Neither of us mentioned that corn, black beans and lime dressing would be featured players in both our creations.
So both salads looked pretty much alike next to each other on the table. It was like we each showed up wearing the same dress. I think I know who would win in a “who wore it best” vote between us.
But other guests seemed genuinely interested in both our salads. Hers was resplendent in quinoa, the South American super grain that, we pronounce KEEN wa, and cilantro.
Mine also featured cranberries, feta cheese and black olives.
I don’t know if she had an original recipe, but mine kept evolving because I wanted to carry it in my clear glass bowl with a cover. When everything I had imagined was in the bowl, it still looked a bit empty, so I kept adding more.
Don’t you love a good potluck party?

Sunday, December 6, 2015

Affairs and ghost pepper

Think you could be a hero by adding bacon to your oatmeal raisin cookies? I do. But who thinks of these things?
Affairs to Remember catered the grand opening of Saks Fifth Avenue at the Gardens Mall and other spectaculars over 18 years. Chef Sandy Axelrod, her husband, Steve and their son, Brian have lived in Florida more than 30 years and have been making it flavorful and beautiful.
The anecdotes in this book can inspire you to cater your own affairs and have lots more of them.
This book has both ideas and recipes and beautiful photos to guide readers along.

Fig seems like it’s destined to be the next big think since pumpkin everything. Ever considered cooking shrimp with fig jam and preserved lemon?

Gingered carrots, cinnamon nut coffee cake, veal with mushroom sauce and Drunken Orange Pork Salad with Sauteed Mushrooms are other ideas in these pages.
Every good affair has appetizers, and here’s one so easy it doesn’t even need cooking. Try all these “Affairs” this holiday.

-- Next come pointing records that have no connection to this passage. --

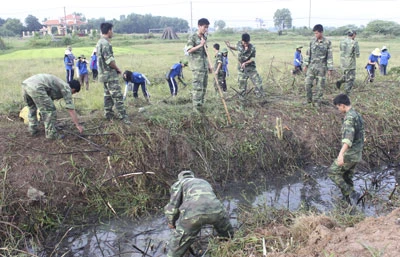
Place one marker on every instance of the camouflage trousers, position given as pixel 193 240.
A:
pixel 37 98
pixel 342 176
pixel 349 76
pixel 113 96
pixel 187 229
pixel 221 81
pixel 243 76
pixel 200 80
pixel 318 74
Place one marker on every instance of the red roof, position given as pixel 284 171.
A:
pixel 71 19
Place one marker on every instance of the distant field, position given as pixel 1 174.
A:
pixel 155 57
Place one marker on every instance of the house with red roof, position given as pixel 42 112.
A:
pixel 71 21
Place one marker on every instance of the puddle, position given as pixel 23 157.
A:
pixel 150 237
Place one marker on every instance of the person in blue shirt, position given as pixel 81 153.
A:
pixel 373 60
pixel 83 71
pixel 298 61
pixel 69 59
pixel 176 71
pixel 68 67
pixel 93 65
pixel 137 79
pixel 384 60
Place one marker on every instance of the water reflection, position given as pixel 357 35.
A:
pixel 309 189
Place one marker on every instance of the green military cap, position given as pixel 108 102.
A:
pixel 185 174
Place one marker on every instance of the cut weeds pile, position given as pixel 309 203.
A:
pixel 119 171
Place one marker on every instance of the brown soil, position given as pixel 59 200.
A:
pixel 372 237
pixel 47 166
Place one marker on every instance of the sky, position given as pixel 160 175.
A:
pixel 235 13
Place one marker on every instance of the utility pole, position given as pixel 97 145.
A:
pixel 191 16
pixel 309 16
pixel 65 21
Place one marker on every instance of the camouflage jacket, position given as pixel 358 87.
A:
pixel 245 55
pixel 55 88
pixel 218 60
pixel 105 56
pixel 353 135
pixel 319 53
pixel 197 59
pixel 191 196
pixel 349 51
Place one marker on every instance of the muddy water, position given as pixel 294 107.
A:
pixel 303 190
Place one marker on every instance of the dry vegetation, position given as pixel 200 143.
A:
pixel 118 171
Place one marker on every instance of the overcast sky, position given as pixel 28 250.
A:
pixel 235 13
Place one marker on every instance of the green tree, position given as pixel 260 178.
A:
pixel 383 27
pixel 219 24
pixel 283 19
pixel 13 26
pixel 32 23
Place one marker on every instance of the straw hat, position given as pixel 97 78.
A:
pixel 376 52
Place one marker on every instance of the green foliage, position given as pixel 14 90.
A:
pixel 283 19
pixel 13 26
pixel 383 27
pixel 219 24
pixel 32 23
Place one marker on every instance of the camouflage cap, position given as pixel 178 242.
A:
pixel 185 174
pixel 376 52
pixel 351 32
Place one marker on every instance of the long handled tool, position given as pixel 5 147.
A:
pixel 218 87
pixel 244 70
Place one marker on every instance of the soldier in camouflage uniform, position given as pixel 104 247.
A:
pixel 342 169
pixel 349 51
pixel 219 73
pixel 198 62
pixel 39 91
pixel 247 64
pixel 318 60
pixel 109 75
pixel 193 204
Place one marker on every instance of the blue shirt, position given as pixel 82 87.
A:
pixel 68 63
pixel 82 66
pixel 93 62
pixel 298 59
pixel 225 64
pixel 372 58
pixel 385 56
pixel 176 70
pixel 137 78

Genoa and Provolone Cornets with Hot Pickled Okra
Makes 36
Author’s note: This can hardly be called a recipe. No cooking involved.
36 thin slices Genoa salami
36 thin slices sharp provolone cheese
36 hot pickled okra from a jar, drained
Top each slice of Genoa salami with a slice of provolone cheese and place an okra in the center of each. Roll into a horn shape. Place seam side down on serving platter, cover and chill until ready to serve.

Ghoste Peppers in the house
My friend is a great cook, great gardener and great hostess. I went to a party and left with a box of pecans to shell, her fig preserves, banana peppers and oranges from the yard and salsa made from ghost peppers she grew.
I haven’t had a lot of experience with ghost pepper, but I love heat. Peppers are a routine part of my day, from breakfast to dessert.
She pulled some salsa out of the refrigerator that she said had been made a while ago. It smelled hot and very fresh, because the ghost peppers were acting as their own preservative.
I started with just less than a tablespoon on a Frito. I respected the ghost pepper.
It wasn’t like I was eating just a bite of pepper. There was other stuff in the salsa. It wasn’t soooo hot. I could take it.
I sat there, and let the experience soak in. Literally. The heat sneaked in and warmed me all around. I was ready for it. I let it in. I didn’t cough or gasp or tear up.
I enjoyed it. But, I also didn’t need a second sample. The one satisfied.
Thankfully, she let me leave with a jar full, so I can enjoy the rest over time.